Repository files navigation

WebChecker-pg

WebChecker-pg is a service for storing WebChecker output to a PostgreSQL database.

Setup

Create a configuration file named config.yaml by customizing example.config.yaml.

Install package requirements by running:

pip install -r requirements.txt

Installing is currently not supported.

Running

Run from the project directory by using the command:

./main.py

Testing

For unit testing run:

python3 -m pytest

Usage

Upon running, the WebChecker-pg will initialize the database. Therefore there is no manual setup required.

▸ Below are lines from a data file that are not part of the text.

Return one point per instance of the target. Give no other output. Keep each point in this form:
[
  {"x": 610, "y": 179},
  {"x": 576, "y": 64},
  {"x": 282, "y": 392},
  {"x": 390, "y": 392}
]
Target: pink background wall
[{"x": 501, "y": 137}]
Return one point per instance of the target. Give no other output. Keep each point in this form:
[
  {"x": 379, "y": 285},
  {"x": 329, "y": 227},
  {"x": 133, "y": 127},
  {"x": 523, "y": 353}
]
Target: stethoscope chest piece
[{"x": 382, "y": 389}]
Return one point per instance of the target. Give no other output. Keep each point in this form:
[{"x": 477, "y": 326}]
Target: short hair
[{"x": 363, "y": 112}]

The service is meant to be resilient against data loss. When run, it will start consuming earliest data from Kafka. This means that it can take a long time to reach the latest data.

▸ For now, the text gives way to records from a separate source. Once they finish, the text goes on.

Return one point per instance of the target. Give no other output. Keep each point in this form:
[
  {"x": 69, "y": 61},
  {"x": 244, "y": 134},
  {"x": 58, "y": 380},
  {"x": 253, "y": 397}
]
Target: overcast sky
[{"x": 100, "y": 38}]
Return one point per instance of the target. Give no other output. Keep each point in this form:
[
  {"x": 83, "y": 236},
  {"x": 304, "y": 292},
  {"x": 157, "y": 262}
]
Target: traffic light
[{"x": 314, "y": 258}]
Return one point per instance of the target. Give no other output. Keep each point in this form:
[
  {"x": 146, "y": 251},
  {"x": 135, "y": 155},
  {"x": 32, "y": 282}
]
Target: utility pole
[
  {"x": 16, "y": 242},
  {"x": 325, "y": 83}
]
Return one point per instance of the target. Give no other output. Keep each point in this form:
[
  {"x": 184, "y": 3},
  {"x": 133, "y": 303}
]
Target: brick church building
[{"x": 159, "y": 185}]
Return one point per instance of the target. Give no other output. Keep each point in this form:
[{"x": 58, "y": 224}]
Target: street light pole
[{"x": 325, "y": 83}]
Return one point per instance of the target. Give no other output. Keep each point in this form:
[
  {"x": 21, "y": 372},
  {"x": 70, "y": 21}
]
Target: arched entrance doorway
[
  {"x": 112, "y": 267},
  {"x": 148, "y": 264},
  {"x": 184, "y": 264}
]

By default, WebChecker-pg runs one separate worker thread for database communication. The number of threads can be increased for faster storage.

WebChecker-pg can store WebChecker output from multiple Kafka topics. It is recommended to use a single WebChecker-pg instance per database and set the appropriate number of threads. However, running multiple instances is supported, even when they are consuming the same data.

Using database data

Data is stored across multiple tables:

  • urls table contains url strings (truncated to 8000 Unicode characters)
  • searches contains a search pattern (1024 Unicode characters) and a boolean value indicating if the pattern was found (in case of errors it will be set to NULL)
  • responses contains HTTP response time and code (both NULL on errors), UTC time stamp (ts) and references to the other tables

Modification of table rows is not recommended. Deleting entries from searches will also remove references from responses. If entries from responses are deleted, coresponding entries for searches and urls will also be deleted if no other entry is referencing them. When a row in urls is deleted, all the responses entries associated with them will also get deleted.

Example query for listing all check results for a particular URL:

SELECT *
FROM urls
LEFT JOIN responses ON
    responses.url_id = urls.url_id
LEFT JOIN searches ON
    responses.search_id = searches.search_id
WHERE url = 'http://example.com';